The GI Press, 1964-1977

This collection contains over 88,000 page images with searchable text taken from more than 2,400 periodicals and other items such as pamphlets and posters created by or for U.S. military personnel during the Vietnam War era. Many were produced underground by U.S. soldiers or veterans who opposed the war, using mimeograph machines or other inexpensive technology. These materials document the Vietnam War through the words of young people caught up in it. It is intended to complement official records published by the U.S. government and the civilian underground press of the time, both of which are readily available elsewhere.

Origin of the Collection

In 1994, Dr. James Lewes began collecting primary sources for his University of Iowa PhD dissertation on opposition to the war by Vietnam-era soldiers, published in 2003 by Praeger as Protest and Survive. After completing the book, Dr. Lewes continued to search in American and European archives for more anti-war writings by soldiers. "I believe the producers of the GI Press and the movements they supported and that supported them," he recently wrote, "have been effaced from the historical record. This has resulted in a deliberate misrepresentation of the Vietnam era." Over the last decade, he travelled two continents with a portable scanner, digitizing tens of thousands of pages held by more than a dozen repositories as well as files owned by individual veterans and former editors.

In 2014, the Wisconsin Historical Society agreed to host the scans online. Several peer institutions who had contributed their holdings to Dr. Lewes agreed to permit them to be integrated into the Wisconsin project. More than 90% of the pages shown here came from the International Institute for Social History in Amsterdam (which contribute nearly 60% of the titles), the Wisconsin Historical Society, the Walter P. Reuther Library at Wayne State University, or private collections maintained by former editors of the publications. They form an unparalleled source for studying the Vietnam War from a new angle. "The digitization and online publication of these documents," writes Dr.

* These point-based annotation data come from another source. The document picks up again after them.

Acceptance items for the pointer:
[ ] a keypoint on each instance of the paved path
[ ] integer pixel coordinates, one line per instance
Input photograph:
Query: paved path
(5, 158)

Lewes, "will create a virtual archive allowing, first and most importantly, former GI activists to recover the materials they published during the war; and second, allow scholars to access these source materials and reconstruct and reevaluate the legacy of these former GIs and their civilian supporters."

Offensive Content

These publications are a product of their time and place. Many contain racist images and remarks about Asian people, or other content that most readers would consider offensive today. Most of the publications were created by young men in a predominantly male environment; some contain erotic images of women or demeaning or abusive language about them. Teachers, in particular, are advised that students could discover content that would be problematic in the classroom. If you come across images that you believe violate U.S. laws about pornography, please contact us at

Rights and Permissions

Copyright belongs to the individuals who created these works or the organizations that employed them. Since most were serving in the U.S. military at the time and could have been severely punished for publicly opposing their superior officers, they generally did not formally copyright their work and it has lapsed into the public domain. If you believe that you possess copyright to material included here, please contact us at We share these publications strictly for non-profit educational purposes under the fair use provisions of the U.S. copyright law. Teachers and students should feel free to reproduce any document for nonprofit classroom use. Most other uses of copyright-protected material violate federal law. You, the end-user, are responsible for obeying that law.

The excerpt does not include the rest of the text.